6.0.5.4 Doing this with your primary strain (and secondary, time permitting)

Follow similar steps for your strain(s). Starting from the home page https://rast.nmpdr.org/rast.cgi, go to:

“Jobs Overview” in “Your Jobs”,
click on “view details” for your strain.
Then click “Browse annotated genome in SEED Viewer”.
From here, click “View closest neighbors” and record the top 2 species names and scores on the google sheet.
Click back on the browser, or click “>>Organism” then “General Information”, to get back to the browser’s start page.
Looking down at the Subsystem Statistics at the bottom, hover over the “Subsystem Coverage” barchart to see how many genes were successfully categorized into subsystems. Record that number.
From the “Subsystem Feature Counts” in the lower right, click the “+” on “Stress Response”, then click the “+” for “Osmotic stress”.
Click the link “Choline and Betaine Uptake and Betaine Biosynthesis”.
Count how many unique genes there are (there may be a few duplicate listings with the same number), and enter that on the google sheet.
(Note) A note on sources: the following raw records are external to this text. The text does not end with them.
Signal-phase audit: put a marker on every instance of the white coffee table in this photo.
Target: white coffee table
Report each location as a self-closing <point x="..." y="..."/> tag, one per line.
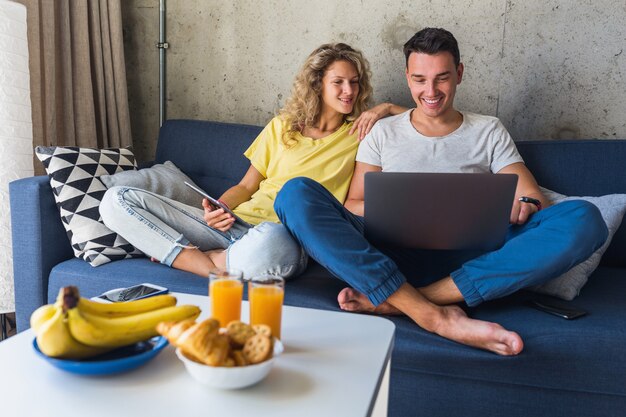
<point x="334" y="364"/>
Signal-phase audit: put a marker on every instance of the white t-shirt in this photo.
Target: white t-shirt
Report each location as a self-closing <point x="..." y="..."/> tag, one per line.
<point x="480" y="145"/>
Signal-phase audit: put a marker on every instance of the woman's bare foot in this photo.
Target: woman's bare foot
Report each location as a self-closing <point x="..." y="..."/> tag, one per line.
<point x="455" y="325"/>
<point x="350" y="299"/>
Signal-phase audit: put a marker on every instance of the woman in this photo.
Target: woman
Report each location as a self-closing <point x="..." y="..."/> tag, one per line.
<point x="314" y="136"/>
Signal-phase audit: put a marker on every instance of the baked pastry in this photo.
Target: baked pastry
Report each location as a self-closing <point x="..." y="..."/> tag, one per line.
<point x="172" y="330"/>
<point x="239" y="332"/>
<point x="257" y="348"/>
<point x="198" y="340"/>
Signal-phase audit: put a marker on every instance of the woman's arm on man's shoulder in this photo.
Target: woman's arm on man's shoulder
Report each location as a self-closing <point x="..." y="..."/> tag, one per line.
<point x="363" y="124"/>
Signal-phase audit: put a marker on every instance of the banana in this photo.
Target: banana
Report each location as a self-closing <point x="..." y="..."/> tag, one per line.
<point x="41" y="316"/>
<point x="55" y="340"/>
<point x="101" y="331"/>
<point x="127" y="308"/>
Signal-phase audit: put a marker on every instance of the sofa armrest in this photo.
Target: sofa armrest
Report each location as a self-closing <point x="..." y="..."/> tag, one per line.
<point x="39" y="243"/>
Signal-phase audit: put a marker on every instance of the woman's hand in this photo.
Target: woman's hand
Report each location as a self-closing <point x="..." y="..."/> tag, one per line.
<point x="217" y="218"/>
<point x="368" y="118"/>
<point x="363" y="124"/>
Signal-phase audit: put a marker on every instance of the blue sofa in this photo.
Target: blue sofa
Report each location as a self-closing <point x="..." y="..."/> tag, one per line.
<point x="568" y="368"/>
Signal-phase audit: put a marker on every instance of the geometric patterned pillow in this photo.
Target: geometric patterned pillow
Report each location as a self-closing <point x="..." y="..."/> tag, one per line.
<point x="77" y="191"/>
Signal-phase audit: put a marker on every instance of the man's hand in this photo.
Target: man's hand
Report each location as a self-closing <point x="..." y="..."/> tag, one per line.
<point x="521" y="212"/>
<point x="217" y="218"/>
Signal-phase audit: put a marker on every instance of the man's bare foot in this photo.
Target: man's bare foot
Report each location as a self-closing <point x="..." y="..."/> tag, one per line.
<point x="350" y="299"/>
<point x="455" y="325"/>
<point x="452" y="323"/>
<point x="217" y="256"/>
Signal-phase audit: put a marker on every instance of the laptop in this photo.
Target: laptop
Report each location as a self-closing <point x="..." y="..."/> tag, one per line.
<point x="438" y="210"/>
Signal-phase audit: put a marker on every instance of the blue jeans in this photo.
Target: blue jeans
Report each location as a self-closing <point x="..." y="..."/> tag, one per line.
<point x="161" y="227"/>
<point x="550" y="243"/>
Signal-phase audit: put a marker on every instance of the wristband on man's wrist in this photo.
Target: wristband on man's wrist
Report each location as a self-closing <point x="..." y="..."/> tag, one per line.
<point x="531" y="200"/>
<point x="222" y="201"/>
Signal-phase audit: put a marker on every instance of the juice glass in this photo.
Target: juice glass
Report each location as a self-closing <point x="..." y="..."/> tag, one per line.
<point x="266" y="294"/>
<point x="226" y="291"/>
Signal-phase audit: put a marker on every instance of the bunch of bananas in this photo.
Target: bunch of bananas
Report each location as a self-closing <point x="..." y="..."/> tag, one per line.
<point x="75" y="327"/>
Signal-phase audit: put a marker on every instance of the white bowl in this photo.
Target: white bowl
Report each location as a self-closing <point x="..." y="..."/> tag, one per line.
<point x="230" y="378"/>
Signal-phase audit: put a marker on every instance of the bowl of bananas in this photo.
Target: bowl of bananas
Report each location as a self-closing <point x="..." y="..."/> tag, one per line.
<point x="233" y="357"/>
<point x="82" y="336"/>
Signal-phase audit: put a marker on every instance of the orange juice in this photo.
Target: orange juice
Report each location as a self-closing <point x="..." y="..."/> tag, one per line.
<point x="226" y="300"/>
<point x="266" y="303"/>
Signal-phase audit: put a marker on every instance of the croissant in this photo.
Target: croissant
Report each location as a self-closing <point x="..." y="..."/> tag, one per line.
<point x="198" y="340"/>
<point x="172" y="330"/>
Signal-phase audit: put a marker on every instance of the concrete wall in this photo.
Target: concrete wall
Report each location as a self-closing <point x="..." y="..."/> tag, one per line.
<point x="549" y="69"/>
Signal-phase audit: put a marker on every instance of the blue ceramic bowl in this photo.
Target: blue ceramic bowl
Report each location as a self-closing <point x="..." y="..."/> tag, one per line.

Populate the spreadsheet with your result, following the examples that are already there.

https://docs.google.com/spreadsheets/d/1tZaAMtWj2uMCXAHMZY8-8d4xz_j9hQByU4tL_bw2ESA/edit?usp=sharing

10-minute break

6.0.6 Rest of class, working on your projects.

We will start with a quick poll to see which themes people are leaning towards the most. This week’s Piazza post will be used to start organizing working groups for next week.

Instructors will guide a short activity, then give you time to do background research and start creating your slide for Tuesday (more details below).

6.1 Homework

6.1.1 Finish up labwork (10 points)

Make sure that the google doc is filled in with your strain’s details. This is the only task required to get full homework credit for this week. https://docs.google.com/spreadsheets/d/1tZaAMtWj2uMCXAHMZY8-8d4xz_j9hQByU4tL_bw2ESA/edit#gid=0

6.1.2 Powerpoint slide for Tuesday “lab meeting” lecture, due Mon. May 11 at 10:59pm on Canvas.

We are going to transition away from having background material during lecture, and instead focus on using the time to help you improve your project ideas and let you ask questions. For Tuesday, we want everyone to share a single slide and give a 1-minute explanation to the class (voice only, no need for video). The slides need to be uploaded as a ppt/pptx file to Canvas by 10:59pm on Monday, May 11th. Dr. Nord will download and organize them. The explanation can be given live during lecture (but practice to make sure it’s absolutely no longer than 1.5 minutes). However, if you have connection/microphone issues, you can choose to record your one-minute audio explanation ahead of time and also upload that file to Canvas. One free and easy tool to do this from a browser is speakpipe: https://www.speakpipe.com/voice-recorder.

The slide only needs three elements, each of which is only 1 sentence:

A descriptive title,
an outline of the data/data processing you will need to do,
a potential result you might find.

Similarly, the one-minute explanation should simply explain these three sentences, providing a little more context on the data and what the potential result might mean.

For an example on unrelated research, my slide might have these three sentences.

Title: Finding genomic regions under selection in humans.

Data: Diploid genomic sequences for 100 individuals from around the world

Result: Several regions on a few chromosomes with unexpectedly low variation that are candidates to have recently undergone natural selection.

6.1.3 Written proposal, due Weds. May 13 at 10:59pm on Canvas.

Details for the proposal are in the project prompt online. It should be 400-500 words, and include all of the components listed in the prompt. This does not need to be written as an Rmd – you can use Word or whatever text editor you desire, as long as you submit a pdf, doc, or docx file.

By completing this before Lab 7, you will be ready to get our feedback and do more focused work, with the goal of finalizing the approach to your analysis during Lab 7, then generating a result to bring in to Lab 8.